Hi! I've been on here for a while and posted a few of my compositions before, but I'd like this to be a central thread on here for what I've made.

So to start...





A short violin sonatina.





This is a violin sonata I composed recently.





A rather large scale orchestral work, featuring the harp.


----------



## TRendfrey (Apr 17, 2011)

And some more


----------



## violadude (May 2, 2011)

Alright, well you have some good ideas, especially good melodic ideas. A few things I would criticize...

You don't have a lot of stuff going on in any of your pieces, and the material you do give us you don't vary a whole lot. I would work on changing one of those things. Right now your pieces don't have a lot that people can grab onto to hold their attention.

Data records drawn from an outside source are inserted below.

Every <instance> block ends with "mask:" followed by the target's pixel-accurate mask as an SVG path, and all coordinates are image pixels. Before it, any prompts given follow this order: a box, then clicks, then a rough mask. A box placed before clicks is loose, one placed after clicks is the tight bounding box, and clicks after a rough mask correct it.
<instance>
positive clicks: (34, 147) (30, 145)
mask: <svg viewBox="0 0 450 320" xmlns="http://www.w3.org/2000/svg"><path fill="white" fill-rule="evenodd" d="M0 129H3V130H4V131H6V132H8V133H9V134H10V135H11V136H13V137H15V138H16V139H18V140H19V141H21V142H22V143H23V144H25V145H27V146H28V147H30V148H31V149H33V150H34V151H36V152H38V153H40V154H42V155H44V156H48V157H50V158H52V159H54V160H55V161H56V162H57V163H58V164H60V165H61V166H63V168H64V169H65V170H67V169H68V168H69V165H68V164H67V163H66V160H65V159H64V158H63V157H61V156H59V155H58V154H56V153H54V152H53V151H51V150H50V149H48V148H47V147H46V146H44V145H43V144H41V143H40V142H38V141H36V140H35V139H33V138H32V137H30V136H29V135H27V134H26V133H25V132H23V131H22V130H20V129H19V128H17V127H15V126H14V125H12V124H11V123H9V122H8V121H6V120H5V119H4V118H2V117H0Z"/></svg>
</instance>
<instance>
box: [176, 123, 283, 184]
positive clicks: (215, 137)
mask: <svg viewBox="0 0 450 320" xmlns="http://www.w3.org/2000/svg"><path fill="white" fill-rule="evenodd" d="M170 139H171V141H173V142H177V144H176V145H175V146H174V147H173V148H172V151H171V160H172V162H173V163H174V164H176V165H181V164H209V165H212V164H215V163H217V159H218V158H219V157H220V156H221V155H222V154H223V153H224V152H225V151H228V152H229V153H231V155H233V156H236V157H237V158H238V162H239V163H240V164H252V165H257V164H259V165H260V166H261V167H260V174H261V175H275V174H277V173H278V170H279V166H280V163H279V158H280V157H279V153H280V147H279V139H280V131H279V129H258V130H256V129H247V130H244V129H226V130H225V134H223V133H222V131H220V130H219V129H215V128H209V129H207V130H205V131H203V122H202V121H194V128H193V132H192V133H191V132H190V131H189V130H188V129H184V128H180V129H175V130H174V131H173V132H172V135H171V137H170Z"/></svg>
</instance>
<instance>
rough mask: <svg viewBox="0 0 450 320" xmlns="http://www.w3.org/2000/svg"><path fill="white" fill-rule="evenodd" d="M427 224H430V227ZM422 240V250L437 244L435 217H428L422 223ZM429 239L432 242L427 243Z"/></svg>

I would vary the harmony a little more than you are currently doing so. They are a bit bland...

And finally, if you are going to write in a tonal style like that you should study voice leading and 18th century harmony. Trust me, I used to compose in a very tonal style like that and all the teachers I showed my work to said I needed to work on voice leading and I was like WHAT?? What do they mean? It sounds fine to me. But looking back at those pieces, with a more trained ear, I shudder at how awful the voice leading is. So learn it and you will shudder at the voice leading in these pieces too 

Anyway, hope I don't sound too harsh. Just giving honest criticism, hope it helps!


----------



## TRendfrey (Apr 17, 2011)

Alright thanks for the input. When you say that I don't have alot of stuff going on, do you mean melodically or strictly harmonically? And also, can you point out a few examples of where voice leading would help? Thanks.


----------



## TRendfrey (Apr 17, 2011)

This is a fugue I wrote for a semester music theory class.


----------



## TRendfrey (Apr 17, 2011)

And a piece for string quartet, On the Wings of Winter.






(I removed some of the videos that are linked to above on the first two posts, so not all will work up there)


----------